You've actually identified a different issue. If you paid someone $2,400 or more in 2024 as a household employee, you're required to provide a W-2 and pay employer taxes. Without the payroll service, you should have been handling this yourself by getting an EIN, filing Schedule H with your return, etc. Since you didn't treat them as a household employee for tax purposes, they will indeed likely be classified as self-employed based on the 1099-K they'll receive from Venmo (since you exceeded the $5,000 threshold). At this point, they will need to pay self-employment taxes.

0 coins

Grace Thomas

•

@e6cbb7815e22 You may want to consider consulting with a tax professional about potentially filing a corrected return or amended paperwork to properly classify your house cleaner as a household employee retroactively. While it's more complicated now, it might save your cleaner from having to pay the full self-employment tax burden. You could still file Schedule H with your 2024 return to report the household employee wages and pay the employer portion of Social Security and Medicare taxes. You'd also need to issue a W-2 (even though it's late) and potentially pay some penalties, but this could be much less costly for your cleaner than them having to pay both the employee and employer portions of Social Security/Medicare taxes as self-employed. The key question is whether correcting this classification now would be worth the penalty fees versus having your cleaner pay the higher self-employment taxes. A tax professional familiar with household employee rules could help you run the numbers.

0 coins

This is a great discussion that highlights how confusing the intersection of payment app reporting and household employee taxes can be! One thing I'd add is that if you're ever in doubt about whether your babysitter received a 1099-K, you can actually check with them in January/February when tax documents are being sent out.
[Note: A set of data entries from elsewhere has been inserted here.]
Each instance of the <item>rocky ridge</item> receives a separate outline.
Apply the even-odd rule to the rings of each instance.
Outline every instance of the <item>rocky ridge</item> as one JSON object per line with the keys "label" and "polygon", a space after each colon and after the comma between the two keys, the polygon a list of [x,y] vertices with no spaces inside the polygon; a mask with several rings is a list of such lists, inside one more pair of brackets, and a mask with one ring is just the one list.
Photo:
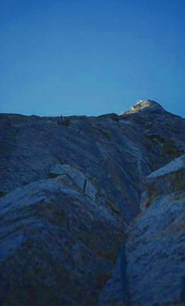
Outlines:
{"label": "rocky ridge", "polygon": [[[183,228],[176,224],[182,222],[184,204],[184,119],[150,100],[120,116],[59,119],[0,114],[4,306],[181,306],[177,288],[183,278],[183,256],[175,259],[176,273],[168,265],[175,246],[183,251]],[[155,171],[150,175],[175,158],[172,166],[160,170],[165,174]],[[168,201],[173,203],[171,210]],[[170,237],[169,222],[163,232],[160,225],[170,218],[175,221]],[[155,235],[158,232],[160,240],[164,233],[168,246],[166,258],[158,256],[163,244],[156,251],[155,235],[148,234],[154,225]],[[156,274],[157,260],[161,264]],[[155,275],[166,266],[161,282],[170,273],[176,279],[173,287],[167,283],[168,300],[160,296],[162,285],[154,286]]]}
Since you have a good relationship (they're a friend), a quick "Hey, did you get any tax forms from Venmo?" conversation could help you both prepare for tax season. Also, for anyone reading this thread who might be in a similar situation in the future - consider asking your payroll service about their payment options before assuming there are extra fees. Many services now offer free or low-cost direct deposit specifically because it avoids these payment app reporting complications. The $5,000 threshold for 2024 that Andre mentioned is definitely key information. The IRS has been flip-flopping on the 1099-K thresholds for payment apps, so it's worth checking the current rules each year rather than assuming they stayed the same.

0 coins

This is really helpful advice about checking with the babysitter directly! As someone new to hiring household help, I appreciate how this thread breaks down all the different scenarios that can come up. One question - if someone is using a payroll service but paying through Venmo like the original poster, should they give their babysitter a heads up about the potential for receiving both forms? It seems like it would be considerate to let them know they might need to handle both a W-2 and possibly a 1099-K on their tax return, especially if they're not expecting it. Also, the point about checking payment options with the payroll service is spot on. I'm planning to hire a regular babysitter soon and will definitely ask about direct deposit options upfront to avoid this whole situation.

0 coins

Absolutely agree about giving the babysitter a heads up! When I was dealing with a similar situation last year, I wished my employer had warned me about the potential for multiple tax forms. It would have saved me a lot of confusion when I got both documents. I think a simple conversation like "Hey, just so you know, you'll definitely get a W-2 from our payroll service, but you might also get a 1099-K from Venmo since we paid you through there. If you get both, here's what our research says about how to handle it..." would be really considerate. It also gives the employee a chance to ask questions or even request a different payment method for future work if they prefer to avoid the complexity. Communication really is key with these tax situations!